だが、終わりは突然やってきた。金沢から「警察から連絡があったら、『金沢さんは単なるお客さんです』と答えてくれ」と指示された。後日、警察官を名乗る者から電話があった際に指示通りに話したが、「被害者の方、全員が最初はそう言うんですよ。一度、警察署に来てください。ブラックオールなんて組織はないんですよ。全部あの男の作り話なんですよ」と教えられた。
純子さんはなかなか洗脳が解けなかったが、警察官が粘り強く説得し、他の被害者の存在なども話した。半信半疑で警察署を訪ねたところ、「絶対に手を出して欲しくない友人や知人」として連絡先を書いた実姉や親友が同じ被害に遭っていたことを知って愕然とした。実姉とは同じ屋根の下に住んでいたのに、お互いに金沢の話を信じ切ってしまい、一切口をつぐんでいたのだ。
「犯人男」のその後
金沢の正体は元銀行員の小西康之(当時48)。15年前にも同じ手口で5人の女性を毒牙にかけ、懲役8年の刑を言い渡されて服役していた。

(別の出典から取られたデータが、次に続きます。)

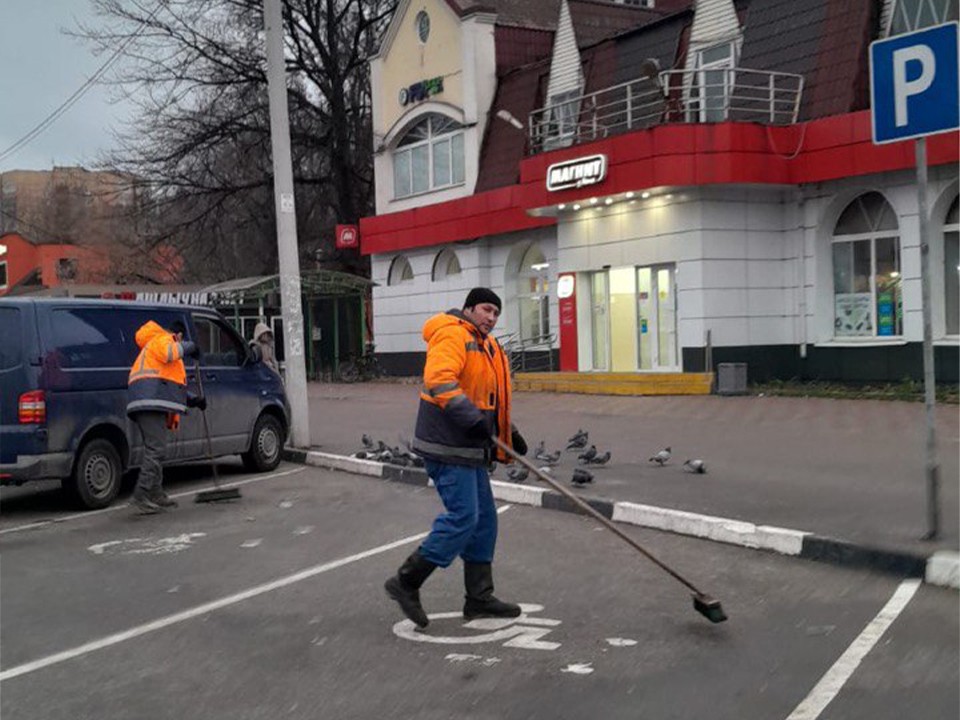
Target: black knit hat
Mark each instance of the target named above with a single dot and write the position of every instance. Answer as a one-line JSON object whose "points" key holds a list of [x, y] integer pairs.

当時の手口は営業活動で外回りをしている途中、駅の駐輪場に置かれている自転車に書かれた名前や住所や電話番号を控え、女性に脅迫電話をかけていた。
「関西連合のモンや。関西で女の名前を載せたリストを暴力団に売っている。売られたら、いつさらわれて風俗店に売り飛ばされるか分からんで。言うことを聞かなければ家族も殺されるかもしれん」
暴力団を装った脅し文句を使うと、3割の女性が呼び出しに応じたという。これに味をしめた金沢こと小西は仮出所後、22日で犯行を再開。純子さんのことは店で名札を見て知り、「かわいい子だと思い、以前の手口で呼び出してしまった」などと供述した。
今回は同様の手口で中学生から20代までの27人もの女性を毒牙にかけていたことが発覚。そのうち告訴を受けた20人に対する146回の犯行が裏付けられて強盗強姦などの罪で起訴された。
裁判所は「被害者に暴力団組織から狙われていると信じ込ませ、口外すれば家族や友人が殺されるなどと脅し、指示に従わざるを得ない状況に追い込んだ。被害者が極めて多人数で年少者も対象にしており、悪質性が際立った犯行だ」と断罪し、求刑通り無期懲役を言い渡した。